Rapprocher ce contrat du droit commun était donc une nécessité, et je me réjouis des améliorations apportées par les articles 7, 8 et 9 en la matière. Le report du plafond d'âge à 29 ans révolus est une excellente mesure qui montre que nous avons su tirer les enseignements de l'expérimentation permise par l'article 77 de la loi « Travail » du 8 août 2016. La commission des affaires économiques aurait souhaité que cette expérimentation puisse être portée au-delà de 29 ans pour les chômeurs de longue durée, et demeurera attentive aux mesures alternatives concernant ce public.

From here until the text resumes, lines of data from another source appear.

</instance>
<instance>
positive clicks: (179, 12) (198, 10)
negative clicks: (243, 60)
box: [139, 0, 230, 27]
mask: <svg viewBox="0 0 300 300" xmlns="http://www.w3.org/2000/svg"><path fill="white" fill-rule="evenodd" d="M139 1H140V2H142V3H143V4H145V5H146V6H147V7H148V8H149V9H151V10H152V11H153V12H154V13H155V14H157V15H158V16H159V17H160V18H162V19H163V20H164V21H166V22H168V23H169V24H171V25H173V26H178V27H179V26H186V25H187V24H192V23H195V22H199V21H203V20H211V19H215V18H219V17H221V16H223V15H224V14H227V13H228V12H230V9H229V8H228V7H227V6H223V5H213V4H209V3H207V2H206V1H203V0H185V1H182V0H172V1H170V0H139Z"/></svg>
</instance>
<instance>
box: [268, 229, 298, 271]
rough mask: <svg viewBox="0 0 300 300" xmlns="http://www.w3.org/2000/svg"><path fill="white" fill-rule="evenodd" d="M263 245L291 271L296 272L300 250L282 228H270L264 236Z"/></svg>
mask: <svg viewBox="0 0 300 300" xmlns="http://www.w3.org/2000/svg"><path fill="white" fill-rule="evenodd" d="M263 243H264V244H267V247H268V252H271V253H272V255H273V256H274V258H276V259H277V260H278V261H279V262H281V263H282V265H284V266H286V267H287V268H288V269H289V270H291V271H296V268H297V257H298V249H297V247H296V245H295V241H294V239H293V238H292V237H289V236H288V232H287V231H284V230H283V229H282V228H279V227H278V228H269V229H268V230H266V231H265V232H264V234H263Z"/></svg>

La suppression de l'obligation d'enregistrement du contrat, l'adaptation des durées et horaires de travail des apprentis au rythme de l'entreprise et la facilitation de la rupture unilatérale du contrat, à l'initiative de l'employeur comme du jeune, me semblent particulièrement bienvenus. Parmi les dispositions, celle qui permet au jeune d'entrer en apprentissage tout au long de l'année était très attendue des entreprises.
Autre mesure : la simplification ambitieuse des aides aux employeurs d'apprentis, que l'article 12 propose de fusionner en une aide unique ciblée sur les petites et moyennes entreprises et sur les premiers niveaux de qualifications. Je dois néanmoins exprimer, à ce stade, une légère inquiétude : l'actuelle rédaction de l'article 12 semble induire la suppression de la prime destinée aux employeurs d'apprentis travailleurs handicapés pour « compenser les dépenses supplémentaires ou le manque à gagner ». Celle-ci était valorisée en 2018 à 1 million d'euros. Si l'efficience de cette prime est mise en cause par le Gouvernement, je lui fais confiance pour que cette suppression soit compensée par la création ou la revalorisation d'autres dispositifs plus incitatifs.
Les articles 17 à 19, qui réorganisent en profondeur les circuits de financement de la formation professionnelle et de l'alternance, constituent le centre de gravité de la « révolution copernicienne » voulue par le Gouvernement. Il s'agit de passer d'un système administré essentiellement par l'État et les régions à un système dans lequel les branches et les entreprises jouent enfin le premier rôle. Je salue ce changement de paradigme, qui demandait un vrai courage politique. La comparaison internationale en confirme la pertinence : dans les pays, comme l'Allemagne, où la formation professionnelle et l'apprentissage fonctionnent bien, ce sont les branches qui pilotent le système et non la puissance publique. Pour autant, les régions ne sont pas oubliées. Elles seront représentées à France compétences et conserveront un grand rôle en matière d'orientation de financement et d'investissement pour certains CFA, en particulier en milieu rural.
Le nouveau rôle confié aux actuels organismes paritaires collecteurs agréés, dont l'article 19 fait des « opérateurs de compétence » – OPCOMS – , est au coeur de ce nouvel équilibre. Déchargés de la collecte légale, les OPCOMS pourront se consacrer pleinement à leurs missions d'appui aux branches et aux entreprises. Désormais chargés du financement de l'alternance dans son ensemble, ils seront les acteurs du passage d'un financement des centres de formation d'apprentis fondé sur une logique de subvention versée par les régions à une logique de financement au contrat, au coût unique défini par les branches.
Une telle transformation nécessitera une vigilance particulière au moment de la transition entre ces deux modes de financement afin de ne pas mettre en péril la poursuite des contrats signés avant la mise en oeuvre de la réforme.
Quant au financement, il me semble que la rédaction de l'article 17 retenue par la commission des affaires sociales constitue un léger recul comparativement à la démarche de simplification très poussée que défendait le projet de loi initial. Ainsi, le maintien de la taxe d'apprentissage dans sa configuration actuelle – qui devient une branche de la contribution unique – plutôt que la fusion pure et simple des taxes d'apprentissage et contribution obligatoire à la formation professionnelle continue, me semble un élément de complexité par rapport à l'ambition initiale du projet.